Marine commanders in and around Fallujah had expected to receive orders over the weekend to mount a comprehensive attack on insurgents in the city. Marines believe the insurgents are a combination of foreign fighters, indigenous Islamic extremists and Saddam loyalists. Marine officers estimate there are several hundred to 2,000 insurgents in the city.
Although a group of civic leaders had agreed to a cease-fire with U.S. military commanders and civilian officials on April 19, the local leaders have failed to fulfill a key element of the agreement: getting the insurgents to surrender heavy weapons.
Kimmitt said yesterday the cease-fire was broken 13 times over the previous 24 hours and U.S. forces had surrounded a house and killed 25 insurgents after seeing a man run into the building with a mortar tube.
U.S. military commanders and civilian leaders have also opted to take a go-slow approach in the south with militiamen loyal to a radical Shiite cleric, Muqtada al-Sadr.
Although U.S. soldiers have mobilized outside the holy city of Najaf, where al-Sadr and many of his militiamen have congregated, Kimmitt said there were "no time lines" for the soldiers to enter the city.
U.S. officials continue to rely on Iraqi interlocutors to persuade al-Sadr to demobilize his illegal militia, whose members have repeatedly attacked U.S. forces and foreign troops stationed in central Iraq. "We would like to obtain a final agreement in Najaf," Kimmitt said.
However, U.S. intelligence officials and local residents said al-Sadr and his militia are strengthening their control here, stockpiling weapons, seizing key religious sites, and arresting or detaining people who challenge him.
In the past two weeks, al-Sadr's followers many rushing to Najaf from Baghdad, Fallujah and other areas of Iraq have fortified their positions in the city and the neighboring town of Kufa, including at Najaf's gold-domed shrine of Imam Ali, one of the most revered mosques in the world, the sources said.
Rival clerics evicted
Al-Sadr's forces have evicted more than 100 rival Shiite clerics and shrine employees, replacing them with their own armed militiamen, who now roam the rooftops and courtyards of the shrine with rifles and rocket-propelled grenade launchers hung over their shoulders.
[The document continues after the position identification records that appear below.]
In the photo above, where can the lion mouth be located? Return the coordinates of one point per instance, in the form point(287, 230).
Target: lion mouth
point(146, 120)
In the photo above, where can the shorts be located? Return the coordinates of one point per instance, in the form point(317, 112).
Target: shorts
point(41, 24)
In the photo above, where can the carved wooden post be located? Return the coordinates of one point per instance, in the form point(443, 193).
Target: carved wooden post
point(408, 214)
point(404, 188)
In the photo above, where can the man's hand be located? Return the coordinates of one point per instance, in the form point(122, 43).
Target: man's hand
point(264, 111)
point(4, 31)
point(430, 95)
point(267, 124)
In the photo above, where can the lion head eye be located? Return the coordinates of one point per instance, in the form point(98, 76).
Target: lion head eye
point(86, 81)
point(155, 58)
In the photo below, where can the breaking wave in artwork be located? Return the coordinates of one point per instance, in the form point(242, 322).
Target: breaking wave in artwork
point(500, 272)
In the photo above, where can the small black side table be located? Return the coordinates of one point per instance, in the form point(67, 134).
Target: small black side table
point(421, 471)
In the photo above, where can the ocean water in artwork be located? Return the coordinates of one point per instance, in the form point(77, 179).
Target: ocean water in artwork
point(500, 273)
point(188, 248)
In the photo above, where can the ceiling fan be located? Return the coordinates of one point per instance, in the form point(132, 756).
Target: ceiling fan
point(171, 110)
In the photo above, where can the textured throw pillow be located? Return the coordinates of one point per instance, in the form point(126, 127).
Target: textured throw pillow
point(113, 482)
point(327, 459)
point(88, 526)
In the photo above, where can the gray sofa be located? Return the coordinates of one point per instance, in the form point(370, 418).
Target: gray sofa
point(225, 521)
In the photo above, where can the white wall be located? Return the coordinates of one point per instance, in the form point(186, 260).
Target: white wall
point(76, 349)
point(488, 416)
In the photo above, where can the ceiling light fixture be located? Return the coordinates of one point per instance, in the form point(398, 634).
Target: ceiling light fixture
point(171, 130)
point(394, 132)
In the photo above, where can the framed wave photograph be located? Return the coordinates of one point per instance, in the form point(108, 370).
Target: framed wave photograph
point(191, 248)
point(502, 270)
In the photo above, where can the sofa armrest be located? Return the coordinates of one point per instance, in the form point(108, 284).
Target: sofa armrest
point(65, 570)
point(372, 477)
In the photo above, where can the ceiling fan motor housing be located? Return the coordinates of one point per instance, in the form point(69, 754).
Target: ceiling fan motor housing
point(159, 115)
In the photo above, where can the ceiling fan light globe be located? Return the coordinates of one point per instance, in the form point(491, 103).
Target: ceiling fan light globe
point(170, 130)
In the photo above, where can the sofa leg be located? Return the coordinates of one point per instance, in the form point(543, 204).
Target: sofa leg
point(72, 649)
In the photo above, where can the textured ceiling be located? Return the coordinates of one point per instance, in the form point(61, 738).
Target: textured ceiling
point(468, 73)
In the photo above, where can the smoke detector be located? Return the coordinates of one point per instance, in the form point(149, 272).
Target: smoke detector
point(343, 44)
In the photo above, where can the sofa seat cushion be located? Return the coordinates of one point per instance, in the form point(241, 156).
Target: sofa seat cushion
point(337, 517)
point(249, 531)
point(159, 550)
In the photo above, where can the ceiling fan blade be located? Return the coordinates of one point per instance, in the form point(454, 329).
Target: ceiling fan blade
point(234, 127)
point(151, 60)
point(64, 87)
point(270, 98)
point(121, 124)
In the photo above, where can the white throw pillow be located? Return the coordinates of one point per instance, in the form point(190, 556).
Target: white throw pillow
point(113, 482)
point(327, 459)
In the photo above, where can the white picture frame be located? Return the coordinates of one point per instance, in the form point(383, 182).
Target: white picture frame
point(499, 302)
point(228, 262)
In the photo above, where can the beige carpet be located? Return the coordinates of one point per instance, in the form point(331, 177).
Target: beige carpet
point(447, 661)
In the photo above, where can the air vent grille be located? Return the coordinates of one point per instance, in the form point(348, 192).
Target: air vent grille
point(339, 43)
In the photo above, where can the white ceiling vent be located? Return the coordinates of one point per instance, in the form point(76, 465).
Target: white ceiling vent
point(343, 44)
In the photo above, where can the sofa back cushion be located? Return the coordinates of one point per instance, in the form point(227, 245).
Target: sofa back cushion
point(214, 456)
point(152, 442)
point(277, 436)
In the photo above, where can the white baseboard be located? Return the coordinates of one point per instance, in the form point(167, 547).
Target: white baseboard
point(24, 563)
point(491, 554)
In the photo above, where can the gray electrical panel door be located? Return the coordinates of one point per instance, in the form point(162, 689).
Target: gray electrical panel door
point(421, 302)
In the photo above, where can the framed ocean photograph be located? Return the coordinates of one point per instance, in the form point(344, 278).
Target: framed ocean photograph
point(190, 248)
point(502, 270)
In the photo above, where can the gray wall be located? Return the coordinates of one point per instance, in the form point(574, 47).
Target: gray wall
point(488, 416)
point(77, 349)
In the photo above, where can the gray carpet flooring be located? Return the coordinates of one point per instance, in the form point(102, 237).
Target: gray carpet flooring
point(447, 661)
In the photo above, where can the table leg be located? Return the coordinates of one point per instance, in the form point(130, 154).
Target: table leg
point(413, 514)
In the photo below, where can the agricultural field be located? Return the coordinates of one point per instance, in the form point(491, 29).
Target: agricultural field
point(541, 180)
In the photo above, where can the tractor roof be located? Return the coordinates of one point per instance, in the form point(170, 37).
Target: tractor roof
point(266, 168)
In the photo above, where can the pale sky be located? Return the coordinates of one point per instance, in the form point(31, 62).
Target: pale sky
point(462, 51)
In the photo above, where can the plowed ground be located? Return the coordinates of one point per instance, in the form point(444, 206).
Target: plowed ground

The cleric's followers also were stockpiling weapons in mosques, schools, graveyards and private houses around the city, according to U.S. intelligence and local residents.
A top U.N. official preached caution.
Najaf "has a lot of history," Lakhdar Brahimi, the U.N. special envoy to Iraq, said in an interview broadcast yesterday on ABC-TV's "This Week" news show.
"Sending the tanks rolling into a place like this, you know, is not the right thing to do. And I think the Americans know that extremely well now."
Material from the Los Angeles Times, Knight Ridder Newspapers and The Associated Press is included in this report.